L’audace pour moi se jauge par le contexte dans lequel sera présenté le spectacle et par le public qui y sera convié. On n’approche pas la conception visuelle de tous les spectacles de la même façon. Lorsque je m’attaque à une œuvre classique, par exemple, j’adore jouer avec les codes et mélanger les référents. Si l’essence même de la pièce est respectée, le spectateur suivra. On peut alors transposer le marquis de Sade (Robert Lepage dans Quills) en Karl Lagerfeld dans un univers où se côtoient la déchéance de la Révolution française et l’impérialisme pervers aux allures haute couture signé Chanel.

D’un point de vue plus pratique, mon audace est toujours relative à celle de mon équipe de création. Il est important pour moi de ne pas plonger dans une extravagance forcée au détriment du spectacle. Ma relation avec l’interprète est aussi très importante. Il est primordial d’être à l’écoute de ses besoins, de son confort, et que nous nous entendions sur la vision du personnage. François Barbeau disait qu’un bon costume en est un qu’on remarque puis qu’on oublie quelques secondes plus tard. Ce principe prend tout son sens lorsqu’on constate qu’un interprète est malheureux dans son costume : il n’y a rien de pire à voir!

Comme spectateur, quelle expérience souhaites-tu vivre lorsque tu assistes à des productions auxquelles tu n’as pas collaboré?

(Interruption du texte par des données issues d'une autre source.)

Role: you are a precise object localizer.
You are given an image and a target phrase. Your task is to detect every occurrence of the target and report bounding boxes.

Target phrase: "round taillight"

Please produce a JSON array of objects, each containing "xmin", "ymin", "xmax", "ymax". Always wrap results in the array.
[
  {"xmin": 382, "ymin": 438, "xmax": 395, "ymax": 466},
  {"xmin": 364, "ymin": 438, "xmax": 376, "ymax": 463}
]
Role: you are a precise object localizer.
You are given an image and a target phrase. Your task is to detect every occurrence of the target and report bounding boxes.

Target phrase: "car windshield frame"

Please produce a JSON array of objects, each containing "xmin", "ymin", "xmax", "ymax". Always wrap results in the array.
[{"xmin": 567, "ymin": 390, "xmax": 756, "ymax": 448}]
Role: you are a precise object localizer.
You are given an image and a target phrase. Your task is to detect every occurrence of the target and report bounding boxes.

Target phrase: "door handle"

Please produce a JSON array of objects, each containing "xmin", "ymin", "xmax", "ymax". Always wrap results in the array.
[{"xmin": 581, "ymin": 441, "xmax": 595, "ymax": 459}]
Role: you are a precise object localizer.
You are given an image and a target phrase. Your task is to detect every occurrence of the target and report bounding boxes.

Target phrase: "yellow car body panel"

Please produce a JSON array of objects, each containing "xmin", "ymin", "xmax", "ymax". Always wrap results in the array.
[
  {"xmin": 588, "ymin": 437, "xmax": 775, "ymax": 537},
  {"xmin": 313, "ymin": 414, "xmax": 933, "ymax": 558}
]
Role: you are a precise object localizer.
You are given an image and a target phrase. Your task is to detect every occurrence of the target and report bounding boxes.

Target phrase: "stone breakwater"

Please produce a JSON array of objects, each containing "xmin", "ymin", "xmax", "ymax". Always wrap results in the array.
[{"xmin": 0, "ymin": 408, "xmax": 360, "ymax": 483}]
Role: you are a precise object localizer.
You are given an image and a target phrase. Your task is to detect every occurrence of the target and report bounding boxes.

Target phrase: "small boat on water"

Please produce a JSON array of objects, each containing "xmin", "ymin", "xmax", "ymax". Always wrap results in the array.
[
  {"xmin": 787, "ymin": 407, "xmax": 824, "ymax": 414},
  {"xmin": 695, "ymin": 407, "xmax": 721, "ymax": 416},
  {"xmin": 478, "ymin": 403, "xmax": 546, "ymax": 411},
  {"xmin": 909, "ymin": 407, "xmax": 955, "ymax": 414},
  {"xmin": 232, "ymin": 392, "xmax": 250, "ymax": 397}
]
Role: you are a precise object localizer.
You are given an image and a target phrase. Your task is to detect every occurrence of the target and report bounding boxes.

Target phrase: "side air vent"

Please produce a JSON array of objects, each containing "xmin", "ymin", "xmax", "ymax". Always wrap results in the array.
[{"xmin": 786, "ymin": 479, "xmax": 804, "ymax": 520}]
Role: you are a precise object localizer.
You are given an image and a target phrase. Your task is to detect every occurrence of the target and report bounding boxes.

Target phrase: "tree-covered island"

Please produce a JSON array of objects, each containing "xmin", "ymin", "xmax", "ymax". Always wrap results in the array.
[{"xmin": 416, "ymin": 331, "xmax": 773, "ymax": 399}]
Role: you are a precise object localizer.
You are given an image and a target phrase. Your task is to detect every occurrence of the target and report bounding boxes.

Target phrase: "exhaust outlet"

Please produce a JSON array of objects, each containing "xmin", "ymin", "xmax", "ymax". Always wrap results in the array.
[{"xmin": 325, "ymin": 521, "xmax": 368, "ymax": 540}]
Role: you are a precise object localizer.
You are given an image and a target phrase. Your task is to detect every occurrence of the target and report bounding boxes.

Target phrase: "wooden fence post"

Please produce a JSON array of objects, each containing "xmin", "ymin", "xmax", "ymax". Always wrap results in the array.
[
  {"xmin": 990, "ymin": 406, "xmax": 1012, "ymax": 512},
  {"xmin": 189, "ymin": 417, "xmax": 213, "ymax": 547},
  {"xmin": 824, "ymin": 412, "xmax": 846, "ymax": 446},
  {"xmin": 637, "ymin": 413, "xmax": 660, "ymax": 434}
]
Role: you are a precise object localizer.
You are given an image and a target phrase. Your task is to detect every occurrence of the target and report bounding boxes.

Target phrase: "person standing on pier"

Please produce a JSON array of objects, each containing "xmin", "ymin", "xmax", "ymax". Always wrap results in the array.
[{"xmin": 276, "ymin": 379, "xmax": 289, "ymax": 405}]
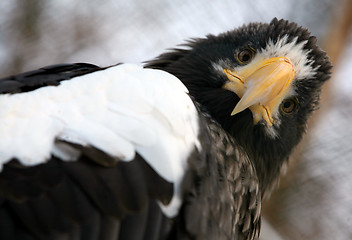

Je ne suis pas un spectateur indulgent. J’aime la rigueur et l’intelligence. Par déformation professionnelle, je suis très critique à l’égard de l’homogénéité visuelle de la proposition scénographique, ce qui englobe tous les champs de création – décor, costumes, maquillages, éclairages, etc. J’aime ressentir que les concepteurs ont échangé, qu’ils se sont respectueusement écoutés et qu’ils ont choisi la même direction esthétique. Ça me dérange d’assister à un spectacle où j’ai l’impression que chacun y est allé de son propre désir créatif. Pour moi, le travail de collaboration est vraiment primordial dans la création et je le vois tout de suite quand il n’y a pas eu symbiose au sein du noyau créatif.

Sinon, de façon plus générale, j’aime beaucoup me sentir actif et impliqué. J’adore les productions qui plongent le spectateur dans une expérience immersive et dont la réussite fait appel à notre capacité à sortir de notre passivité. Pour moi, le caractère absolu et sacré des arts vivants vient du fait que chaque moment est unique et éphémère. Le Carrefour international de théâtre réussit à nous délecter de productions de ce genre chaque année. Je garde un souvenir impérissable de mon passage sur les planches dans Tragédies romaines du metteur en scène néerlandais Ivo Van Hove (2010).

Un spectacle à l’affiche en 2017-2018 que tu attends avec impatience?

Toujours dans la même veine, j’attends avec impatience de plonger dans la proposition de la compagnie Les Écornifleuses qui présentera Titus en novembre au Théâtre Périscope. Je suis certain qu’Édith Patenaude et toute son équipe sauront nous stupéfier encore une fois! J’avoue être partagé entre la jalousie de ne pas faire partie de cette équipe et la fébrilité de ne pas savoir à quoi m’attendre lorsque je prendrai place dans mon siège.